La ville devint triste. Son
silence avait changé : c'était le silence de la peur. Il n'y eut d'abord
aucun désordre. Les soldats restaient consignés dans leurs casernes,
prêts à intervenir. Le syndicat ouvrier organisa des « soupes syndicales
» dans la cour de la Bourse du Travail. On avait monté une longue tente
foraine, installé des lessiveuses transformées en chaudières. On
distribua sept cents soupes les premiers jours; et on en prévoyait trois
mille. Mais je n'ai rien retrouvé qui permît de voir ce que fut le
développement de l'institution. J'imagine que bien des gens sentirent
devant elle la même honte qu'ils sentaient devant l'hôpital, où l'on
n'acceptait guère d'entrer que pour mourir, et résistèrent, et
préférèrent avoir faim aussi longtemps que cela leur fut possible.
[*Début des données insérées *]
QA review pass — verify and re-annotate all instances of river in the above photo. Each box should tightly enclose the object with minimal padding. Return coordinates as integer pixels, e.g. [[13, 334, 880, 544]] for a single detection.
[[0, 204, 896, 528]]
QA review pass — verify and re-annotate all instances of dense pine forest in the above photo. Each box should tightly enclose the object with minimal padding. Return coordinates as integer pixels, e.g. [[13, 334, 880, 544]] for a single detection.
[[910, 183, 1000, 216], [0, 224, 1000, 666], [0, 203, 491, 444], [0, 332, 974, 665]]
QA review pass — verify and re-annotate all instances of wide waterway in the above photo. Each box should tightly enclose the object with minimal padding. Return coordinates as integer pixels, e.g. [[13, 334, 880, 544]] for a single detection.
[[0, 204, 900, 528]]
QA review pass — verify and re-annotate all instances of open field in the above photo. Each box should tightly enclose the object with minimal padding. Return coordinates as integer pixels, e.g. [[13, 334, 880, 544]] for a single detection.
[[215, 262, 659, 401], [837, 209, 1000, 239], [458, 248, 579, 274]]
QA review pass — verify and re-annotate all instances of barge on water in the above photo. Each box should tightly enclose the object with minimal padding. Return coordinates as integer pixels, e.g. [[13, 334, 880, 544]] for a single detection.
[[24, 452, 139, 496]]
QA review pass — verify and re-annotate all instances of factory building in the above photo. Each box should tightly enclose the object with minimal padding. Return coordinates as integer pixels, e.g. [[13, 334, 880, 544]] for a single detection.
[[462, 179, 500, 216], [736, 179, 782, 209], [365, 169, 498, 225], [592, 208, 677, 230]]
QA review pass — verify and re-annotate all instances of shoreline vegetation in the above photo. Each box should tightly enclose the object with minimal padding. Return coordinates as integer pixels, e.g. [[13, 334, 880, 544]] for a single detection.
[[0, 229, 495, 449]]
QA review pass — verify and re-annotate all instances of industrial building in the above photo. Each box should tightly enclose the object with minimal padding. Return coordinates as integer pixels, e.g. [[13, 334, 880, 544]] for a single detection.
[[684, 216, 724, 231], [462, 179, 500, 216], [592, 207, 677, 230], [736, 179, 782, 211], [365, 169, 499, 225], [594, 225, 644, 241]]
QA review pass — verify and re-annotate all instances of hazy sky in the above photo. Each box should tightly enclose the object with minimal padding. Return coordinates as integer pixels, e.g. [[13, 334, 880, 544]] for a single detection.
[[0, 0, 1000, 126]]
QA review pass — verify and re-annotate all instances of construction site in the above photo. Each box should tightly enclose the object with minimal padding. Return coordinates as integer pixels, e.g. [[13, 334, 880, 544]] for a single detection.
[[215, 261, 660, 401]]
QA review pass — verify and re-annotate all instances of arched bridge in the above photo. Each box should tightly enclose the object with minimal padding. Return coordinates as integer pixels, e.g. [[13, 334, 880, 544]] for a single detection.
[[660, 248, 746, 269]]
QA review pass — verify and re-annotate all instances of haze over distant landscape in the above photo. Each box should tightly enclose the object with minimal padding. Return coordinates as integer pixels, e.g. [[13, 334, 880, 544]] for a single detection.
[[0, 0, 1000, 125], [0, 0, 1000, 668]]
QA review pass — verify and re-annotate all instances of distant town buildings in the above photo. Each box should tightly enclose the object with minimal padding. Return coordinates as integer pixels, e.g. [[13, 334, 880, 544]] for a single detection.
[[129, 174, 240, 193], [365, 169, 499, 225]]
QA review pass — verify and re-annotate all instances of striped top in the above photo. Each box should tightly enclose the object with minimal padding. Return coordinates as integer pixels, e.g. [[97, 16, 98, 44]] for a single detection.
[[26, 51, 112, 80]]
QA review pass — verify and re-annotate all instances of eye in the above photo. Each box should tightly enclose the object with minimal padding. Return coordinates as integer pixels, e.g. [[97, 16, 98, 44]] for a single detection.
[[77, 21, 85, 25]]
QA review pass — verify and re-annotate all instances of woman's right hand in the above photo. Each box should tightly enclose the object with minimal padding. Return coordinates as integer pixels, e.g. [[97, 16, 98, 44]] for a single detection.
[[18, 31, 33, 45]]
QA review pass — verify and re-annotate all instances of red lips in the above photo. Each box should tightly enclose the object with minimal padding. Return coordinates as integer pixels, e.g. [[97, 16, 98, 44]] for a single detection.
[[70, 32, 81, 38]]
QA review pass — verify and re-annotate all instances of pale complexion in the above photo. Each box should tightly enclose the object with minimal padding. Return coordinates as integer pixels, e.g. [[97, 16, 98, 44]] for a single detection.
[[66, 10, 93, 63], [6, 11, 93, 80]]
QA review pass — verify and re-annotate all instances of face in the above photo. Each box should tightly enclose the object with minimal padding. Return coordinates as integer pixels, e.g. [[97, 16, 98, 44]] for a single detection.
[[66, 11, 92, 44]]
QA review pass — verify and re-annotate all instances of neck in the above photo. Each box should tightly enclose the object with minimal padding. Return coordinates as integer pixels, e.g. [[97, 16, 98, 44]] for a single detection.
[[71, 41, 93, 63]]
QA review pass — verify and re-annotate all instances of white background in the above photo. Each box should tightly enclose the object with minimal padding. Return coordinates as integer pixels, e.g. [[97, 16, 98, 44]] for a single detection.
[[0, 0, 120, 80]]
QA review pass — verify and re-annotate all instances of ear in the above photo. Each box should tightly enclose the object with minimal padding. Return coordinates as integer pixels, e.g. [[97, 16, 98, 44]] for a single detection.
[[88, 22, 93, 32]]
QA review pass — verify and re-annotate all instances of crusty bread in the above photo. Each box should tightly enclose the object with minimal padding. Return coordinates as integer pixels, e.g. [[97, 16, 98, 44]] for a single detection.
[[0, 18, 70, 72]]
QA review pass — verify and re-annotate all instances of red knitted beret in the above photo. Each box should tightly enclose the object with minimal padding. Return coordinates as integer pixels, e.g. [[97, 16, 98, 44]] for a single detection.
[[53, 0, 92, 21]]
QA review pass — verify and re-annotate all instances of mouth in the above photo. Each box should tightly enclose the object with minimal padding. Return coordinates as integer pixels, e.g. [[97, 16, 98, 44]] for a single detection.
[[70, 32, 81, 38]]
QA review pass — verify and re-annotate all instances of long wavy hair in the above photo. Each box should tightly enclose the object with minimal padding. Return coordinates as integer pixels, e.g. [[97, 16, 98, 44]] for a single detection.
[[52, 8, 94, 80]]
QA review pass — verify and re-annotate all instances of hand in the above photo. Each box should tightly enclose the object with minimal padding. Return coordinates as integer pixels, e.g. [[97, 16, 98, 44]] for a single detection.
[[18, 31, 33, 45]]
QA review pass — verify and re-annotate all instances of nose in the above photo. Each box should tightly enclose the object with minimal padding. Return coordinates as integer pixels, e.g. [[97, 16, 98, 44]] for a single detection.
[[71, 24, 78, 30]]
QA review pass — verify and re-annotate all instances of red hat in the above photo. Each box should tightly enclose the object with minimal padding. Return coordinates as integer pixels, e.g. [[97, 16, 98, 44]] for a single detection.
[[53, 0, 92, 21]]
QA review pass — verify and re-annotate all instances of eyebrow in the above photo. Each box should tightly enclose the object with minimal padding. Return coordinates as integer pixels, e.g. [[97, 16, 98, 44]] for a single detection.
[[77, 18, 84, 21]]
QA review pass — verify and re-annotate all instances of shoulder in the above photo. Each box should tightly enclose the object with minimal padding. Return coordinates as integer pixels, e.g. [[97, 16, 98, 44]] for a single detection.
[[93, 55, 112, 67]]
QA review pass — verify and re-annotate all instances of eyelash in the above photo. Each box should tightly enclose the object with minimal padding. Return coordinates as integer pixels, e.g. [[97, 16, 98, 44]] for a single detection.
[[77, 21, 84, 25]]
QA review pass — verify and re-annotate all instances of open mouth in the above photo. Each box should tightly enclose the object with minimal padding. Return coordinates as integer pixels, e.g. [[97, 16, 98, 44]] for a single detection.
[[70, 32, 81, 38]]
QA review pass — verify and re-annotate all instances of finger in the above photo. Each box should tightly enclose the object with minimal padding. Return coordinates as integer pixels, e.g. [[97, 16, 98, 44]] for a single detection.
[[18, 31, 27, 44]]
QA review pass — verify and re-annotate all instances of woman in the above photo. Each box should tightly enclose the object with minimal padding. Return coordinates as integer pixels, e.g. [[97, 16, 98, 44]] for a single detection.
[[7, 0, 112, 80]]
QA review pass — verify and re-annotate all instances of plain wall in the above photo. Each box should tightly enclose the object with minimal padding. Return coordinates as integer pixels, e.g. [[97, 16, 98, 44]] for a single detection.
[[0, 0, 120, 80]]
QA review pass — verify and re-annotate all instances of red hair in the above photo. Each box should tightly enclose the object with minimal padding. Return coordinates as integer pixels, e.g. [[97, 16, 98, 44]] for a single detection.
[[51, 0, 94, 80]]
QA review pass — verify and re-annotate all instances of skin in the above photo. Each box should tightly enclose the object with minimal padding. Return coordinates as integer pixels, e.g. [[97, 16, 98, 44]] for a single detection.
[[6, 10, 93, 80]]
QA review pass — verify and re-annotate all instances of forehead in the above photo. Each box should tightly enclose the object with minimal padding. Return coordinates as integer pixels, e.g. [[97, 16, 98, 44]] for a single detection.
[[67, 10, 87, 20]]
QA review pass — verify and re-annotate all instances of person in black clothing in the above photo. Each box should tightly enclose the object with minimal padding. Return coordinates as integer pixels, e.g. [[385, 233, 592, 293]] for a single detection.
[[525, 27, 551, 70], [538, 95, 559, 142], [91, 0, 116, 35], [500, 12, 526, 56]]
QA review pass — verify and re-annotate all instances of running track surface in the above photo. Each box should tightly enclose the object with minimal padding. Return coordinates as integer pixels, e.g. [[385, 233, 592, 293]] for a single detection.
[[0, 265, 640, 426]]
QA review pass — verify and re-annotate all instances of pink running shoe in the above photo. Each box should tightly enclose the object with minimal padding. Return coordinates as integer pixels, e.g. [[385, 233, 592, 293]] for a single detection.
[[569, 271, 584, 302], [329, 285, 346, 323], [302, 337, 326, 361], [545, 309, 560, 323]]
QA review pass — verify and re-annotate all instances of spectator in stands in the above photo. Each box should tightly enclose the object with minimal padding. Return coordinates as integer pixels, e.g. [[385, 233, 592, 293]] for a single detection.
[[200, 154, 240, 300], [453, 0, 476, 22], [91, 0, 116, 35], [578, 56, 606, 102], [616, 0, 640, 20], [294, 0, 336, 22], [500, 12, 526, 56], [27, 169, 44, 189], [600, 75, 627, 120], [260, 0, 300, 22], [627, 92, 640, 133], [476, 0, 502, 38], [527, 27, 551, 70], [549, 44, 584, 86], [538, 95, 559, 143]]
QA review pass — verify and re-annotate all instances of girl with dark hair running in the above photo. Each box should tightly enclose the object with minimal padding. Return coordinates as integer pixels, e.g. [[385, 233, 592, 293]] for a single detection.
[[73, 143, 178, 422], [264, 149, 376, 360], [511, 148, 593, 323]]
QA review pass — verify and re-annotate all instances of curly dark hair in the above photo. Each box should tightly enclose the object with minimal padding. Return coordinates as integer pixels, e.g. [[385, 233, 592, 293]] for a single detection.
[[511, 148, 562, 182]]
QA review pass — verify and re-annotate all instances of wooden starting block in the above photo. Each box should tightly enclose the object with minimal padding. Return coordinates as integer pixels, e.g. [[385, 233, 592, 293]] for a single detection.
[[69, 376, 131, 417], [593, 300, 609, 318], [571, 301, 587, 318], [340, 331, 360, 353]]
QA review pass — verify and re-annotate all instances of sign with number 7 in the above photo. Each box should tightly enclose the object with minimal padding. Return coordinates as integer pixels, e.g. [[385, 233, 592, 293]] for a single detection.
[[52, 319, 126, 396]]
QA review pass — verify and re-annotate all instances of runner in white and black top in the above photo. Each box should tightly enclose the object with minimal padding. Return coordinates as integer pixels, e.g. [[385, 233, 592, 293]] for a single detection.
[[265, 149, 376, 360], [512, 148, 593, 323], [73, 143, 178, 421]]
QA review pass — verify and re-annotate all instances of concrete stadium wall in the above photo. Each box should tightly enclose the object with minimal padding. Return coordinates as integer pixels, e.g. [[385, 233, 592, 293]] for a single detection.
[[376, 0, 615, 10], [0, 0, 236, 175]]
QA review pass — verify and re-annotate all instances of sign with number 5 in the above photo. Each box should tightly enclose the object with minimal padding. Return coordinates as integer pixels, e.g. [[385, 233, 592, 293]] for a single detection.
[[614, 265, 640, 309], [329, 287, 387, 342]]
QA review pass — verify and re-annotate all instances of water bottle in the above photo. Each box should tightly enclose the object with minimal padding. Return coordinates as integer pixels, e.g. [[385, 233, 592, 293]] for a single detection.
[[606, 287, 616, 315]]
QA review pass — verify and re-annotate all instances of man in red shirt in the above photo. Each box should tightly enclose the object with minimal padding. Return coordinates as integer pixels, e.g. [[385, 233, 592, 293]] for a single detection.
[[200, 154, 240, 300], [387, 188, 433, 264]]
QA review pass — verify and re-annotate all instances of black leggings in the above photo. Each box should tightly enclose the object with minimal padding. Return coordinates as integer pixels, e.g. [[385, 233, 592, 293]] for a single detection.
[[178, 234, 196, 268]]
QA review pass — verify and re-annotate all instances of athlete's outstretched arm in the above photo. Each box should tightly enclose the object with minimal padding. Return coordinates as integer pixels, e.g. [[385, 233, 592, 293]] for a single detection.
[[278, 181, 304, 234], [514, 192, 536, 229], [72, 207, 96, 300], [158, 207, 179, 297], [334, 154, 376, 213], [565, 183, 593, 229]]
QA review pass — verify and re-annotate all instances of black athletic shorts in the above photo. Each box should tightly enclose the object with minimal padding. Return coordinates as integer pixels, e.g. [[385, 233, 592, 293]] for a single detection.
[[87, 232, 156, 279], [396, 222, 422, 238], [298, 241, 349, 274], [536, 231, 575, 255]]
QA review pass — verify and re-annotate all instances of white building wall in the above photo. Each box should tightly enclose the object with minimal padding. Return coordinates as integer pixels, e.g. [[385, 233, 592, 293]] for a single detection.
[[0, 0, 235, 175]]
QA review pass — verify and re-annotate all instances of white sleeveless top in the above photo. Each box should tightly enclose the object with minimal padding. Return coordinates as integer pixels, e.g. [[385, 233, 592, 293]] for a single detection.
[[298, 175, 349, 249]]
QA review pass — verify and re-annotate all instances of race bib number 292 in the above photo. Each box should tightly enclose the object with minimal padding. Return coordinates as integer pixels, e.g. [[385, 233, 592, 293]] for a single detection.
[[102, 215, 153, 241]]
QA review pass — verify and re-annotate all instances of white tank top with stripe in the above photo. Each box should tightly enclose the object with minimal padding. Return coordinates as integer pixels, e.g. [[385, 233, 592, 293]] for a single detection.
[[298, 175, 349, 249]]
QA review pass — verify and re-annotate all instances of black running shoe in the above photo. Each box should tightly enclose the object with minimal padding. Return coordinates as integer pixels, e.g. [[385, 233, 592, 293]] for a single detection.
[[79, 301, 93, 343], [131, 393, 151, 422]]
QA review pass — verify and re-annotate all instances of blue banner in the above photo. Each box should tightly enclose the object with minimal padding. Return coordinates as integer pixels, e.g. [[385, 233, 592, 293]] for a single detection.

Ce n'est que moi, aujourd'hui, à
ma table, devant de vieilles cartes postales qui représentent la
préparation de la soupe à la Bourse du Travail ou l'arrivée des
charrettes de bois pour la cuire, qui puis trouver à tout cela de la
grandeur et une sorte de poésie. La préfecture avait accordé au Comité
de grève l'autorisation de couper du bois dans la forêt.